Logarithms - how long does it take to grow? Understanding the example Here is the quote from the article I am reading on logs:

...interpretations of the natural logarithm (ln(x)), i.e. the natural log of 1.5:
Assuming 100% growth, how long do you need to grow to get to 1.5? (.405, less than half the time period)
Assuming 1 unit of time, how fast do you need to grow to get to 1.5? (40.5% per year, continuously compounded)
Logarithms are how we figure out how fast we're growing. 
Link to the original post
I don't understand what he is referring to here. 
For example, if to base an assumption of what he is saying, then if I want to know how long it will take me to get 100, I have to 
$$ln(100) = 4.605$$
So, I would say (I might be very wrong, that is why I am here asking for help) that the formula above means:
I have some initial "period" (or what else is it?) which equals 2.718 (of what?), and to get to 100 I need to:
$$2.718 ^4.605$$
I don't understand that logic and the meaning of this endeavor - what does the epsilon period gives us? 
I will be grateful for your help in finding my mistake and helping me to understand the meaning. 
Thank you very much!
 A: I am not convinced that your link explains this at all well. Let's instead take an example based on your figures:

How many years of $50\%$ interest compounded would it take to turn $\$1$ to $\$100$?

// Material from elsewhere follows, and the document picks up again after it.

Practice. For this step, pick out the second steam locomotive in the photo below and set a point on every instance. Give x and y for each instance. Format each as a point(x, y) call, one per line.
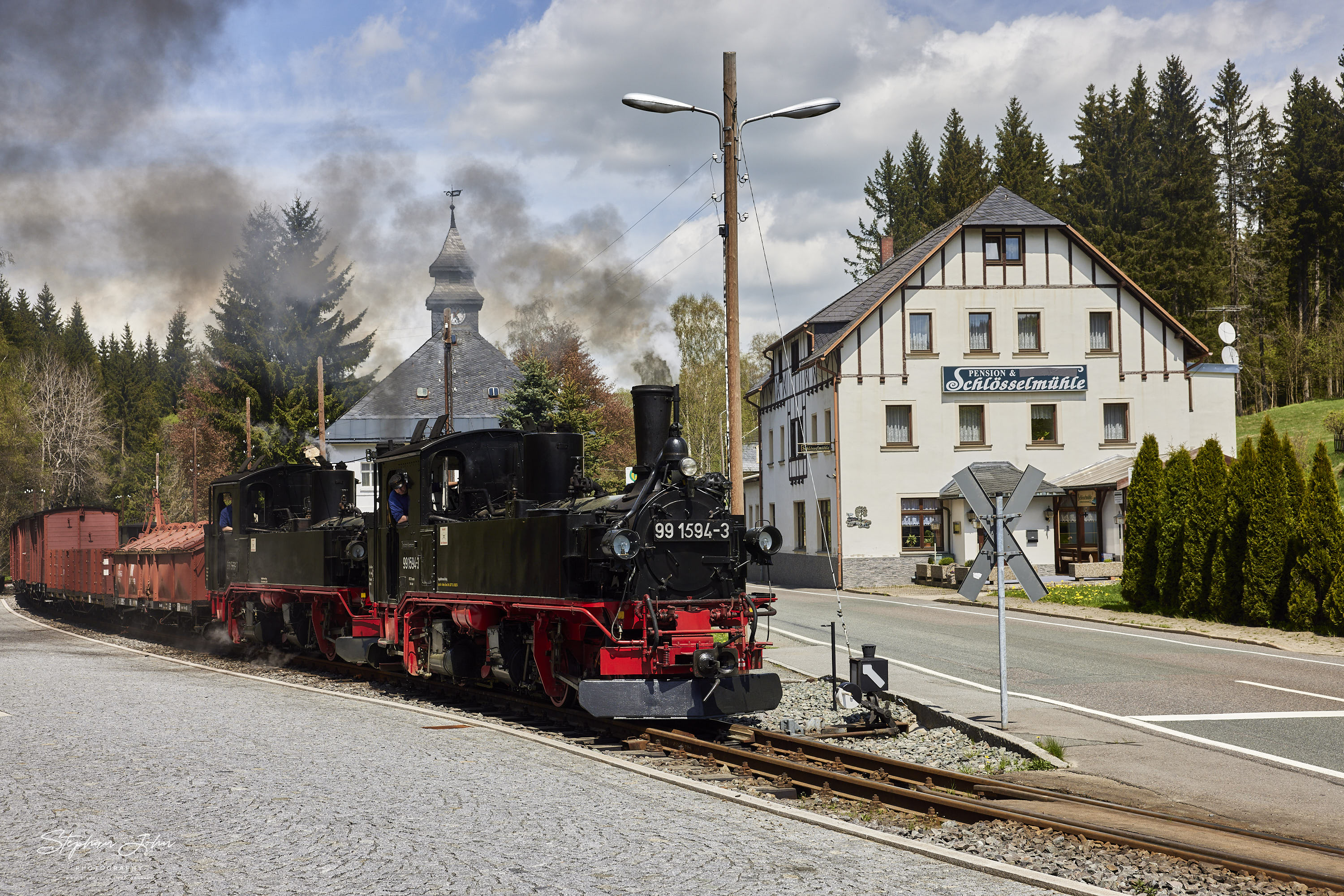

You could write this as having to solve $1 \times 1.5^n = 100$ 
Taking logarithms would change this to $\ln(1) +n \ln(1.5) = \ln(100)$ 
and we know $\ln(1)=0, \ln(1.5)\approx 0.4054651, \ln(100)\approx 4.60517$ 
so we get $n \approx \frac{4.60517}{0.4054651} \approx 11.36$ years. This makes sense as $1.5^{11} \approx 86.5$ and $1.5^{12} \approx 129.75$
You have done that calculation with logarithms to any base.  
One of the  attractive features of natural logarithms base $e$ is that, for $x$ close to $0$, you have $\ln(1+x)\approx x$, related to $\left(1+\frac1n\right)^n\approx e$ for large $n$.  So suppose in the previous question the interest rate had been a much smaller $0.05\%$ compounded, we would have found $\ln(1.0005) \approx 0.0005$ (actually nearer $0.000499875$) and so we might approximate the number of years to reach $100$ with $\frac{4.60517}{0.0005} \approx 9210$ ($9212.6$ is closer to the true result, but this is close enough for an illustration)